I chose to write something inspired by the Ancient Greek myth in which Hades kidnaps the goddess Persephone while she's distracted by a beautiful narcissus flower. Hades spirits Persephone away to the underworld to become his bride. Whilst in hell, Persephone eats a pomegranate seed and so is bound there forever. However, her mother Demeter is not too pleased about the matter and her distress causes all the plants upon the earth to die, pushing the world to the precipice of famine. In the end (and with a little intervention from Zeus), Demeter and Hades strike a deal – Persephone can split her time between walking the earth and being in hell. When Persephone is above ground, the flowers and crops thrive. But when she returns to hell, the earth wilts and dies once more. Hence we experience the seasons and the circle of life, death and renewal. In many tellings of the myth, Persephone is a hapless victim. However, in some retellings, Persephone is in love with Hades... it is from this ambiguity that I chose to write my piece. I also wanted to explore the idea of 'lockdown' as it relates to our connections with others – how we are bound to those we love, and those who love (or, in the case of Persephone, worship) us.

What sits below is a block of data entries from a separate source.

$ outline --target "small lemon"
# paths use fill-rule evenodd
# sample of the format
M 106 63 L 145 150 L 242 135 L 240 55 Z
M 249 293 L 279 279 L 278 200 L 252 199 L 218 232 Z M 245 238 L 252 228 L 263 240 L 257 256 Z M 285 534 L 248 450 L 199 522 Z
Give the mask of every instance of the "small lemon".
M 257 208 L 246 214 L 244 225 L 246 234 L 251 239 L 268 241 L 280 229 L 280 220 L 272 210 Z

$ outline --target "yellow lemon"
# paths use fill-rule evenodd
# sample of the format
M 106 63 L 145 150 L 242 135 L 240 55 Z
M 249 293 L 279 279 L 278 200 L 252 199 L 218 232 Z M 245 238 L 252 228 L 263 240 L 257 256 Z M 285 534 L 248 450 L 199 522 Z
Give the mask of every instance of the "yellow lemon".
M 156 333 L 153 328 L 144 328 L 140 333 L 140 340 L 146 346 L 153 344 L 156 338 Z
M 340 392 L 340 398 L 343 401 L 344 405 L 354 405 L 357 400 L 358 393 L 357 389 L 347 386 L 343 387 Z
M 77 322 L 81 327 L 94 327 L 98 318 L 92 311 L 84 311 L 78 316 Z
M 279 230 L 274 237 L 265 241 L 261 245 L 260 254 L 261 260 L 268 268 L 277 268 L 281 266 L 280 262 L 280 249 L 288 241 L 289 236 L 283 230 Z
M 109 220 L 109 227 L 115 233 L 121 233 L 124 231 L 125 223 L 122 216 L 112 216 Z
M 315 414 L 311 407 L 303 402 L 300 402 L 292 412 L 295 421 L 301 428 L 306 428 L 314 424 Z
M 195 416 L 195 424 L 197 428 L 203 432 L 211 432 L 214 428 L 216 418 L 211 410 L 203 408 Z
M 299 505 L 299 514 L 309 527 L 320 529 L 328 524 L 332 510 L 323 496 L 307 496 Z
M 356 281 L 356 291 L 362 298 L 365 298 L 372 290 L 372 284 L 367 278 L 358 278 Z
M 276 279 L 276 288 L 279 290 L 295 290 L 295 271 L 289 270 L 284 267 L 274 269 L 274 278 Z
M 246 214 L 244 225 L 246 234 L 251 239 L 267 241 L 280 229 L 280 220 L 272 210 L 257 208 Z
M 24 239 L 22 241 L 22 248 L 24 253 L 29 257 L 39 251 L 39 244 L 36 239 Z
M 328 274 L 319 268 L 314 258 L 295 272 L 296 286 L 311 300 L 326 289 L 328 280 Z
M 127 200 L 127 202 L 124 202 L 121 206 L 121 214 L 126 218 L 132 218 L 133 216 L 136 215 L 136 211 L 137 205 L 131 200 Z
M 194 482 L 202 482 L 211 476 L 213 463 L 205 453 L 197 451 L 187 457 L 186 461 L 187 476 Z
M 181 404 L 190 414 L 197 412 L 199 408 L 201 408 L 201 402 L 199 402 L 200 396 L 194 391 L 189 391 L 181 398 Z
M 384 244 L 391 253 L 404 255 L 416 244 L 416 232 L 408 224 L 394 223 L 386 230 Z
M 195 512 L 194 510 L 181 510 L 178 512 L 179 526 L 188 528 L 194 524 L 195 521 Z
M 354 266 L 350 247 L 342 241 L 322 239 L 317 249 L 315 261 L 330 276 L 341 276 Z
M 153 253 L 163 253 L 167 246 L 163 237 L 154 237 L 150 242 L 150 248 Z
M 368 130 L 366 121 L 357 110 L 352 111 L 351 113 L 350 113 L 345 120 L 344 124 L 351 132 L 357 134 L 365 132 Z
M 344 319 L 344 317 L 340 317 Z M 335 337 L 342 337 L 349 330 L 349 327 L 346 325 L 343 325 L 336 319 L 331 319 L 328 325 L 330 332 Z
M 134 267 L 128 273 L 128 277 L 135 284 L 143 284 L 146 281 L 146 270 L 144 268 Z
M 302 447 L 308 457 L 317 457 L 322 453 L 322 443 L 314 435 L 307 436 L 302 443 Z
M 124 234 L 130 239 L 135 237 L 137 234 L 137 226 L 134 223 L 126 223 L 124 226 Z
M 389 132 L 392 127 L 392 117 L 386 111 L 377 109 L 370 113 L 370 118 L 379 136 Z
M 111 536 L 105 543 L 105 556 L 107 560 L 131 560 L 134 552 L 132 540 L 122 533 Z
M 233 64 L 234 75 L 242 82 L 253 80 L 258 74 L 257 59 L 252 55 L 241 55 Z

I've shared the piece below as a work in progress. I think I might review its free form and restructure this into more of a poetic verse, but for now here it is in all its rawness ready for re-shaping!
(P.S. Prosperpina is the Roman equivalent of Persephone... I thought it might be fun to play on the duality of identity.)
–
Proserpina creeps
First I was lost to the light,
betrayed by the blinding bright glare of a sun
hanging low in the sky,
belly ripe with the weight of summer stone fruit,
And the sky so unwittingly potent.
Next I was lost to the vine,
seduced by the scent of its peach-plum promise,
locked in a heady embrace
while all about the earth cracked open to receive me,
yet I, so unwittingly potent.
Then I was lost to the land,
duped by the kiss of a rictus grin
upon my lips, that turned to dust
as the ashes of Hades blazed against my nectarine skin.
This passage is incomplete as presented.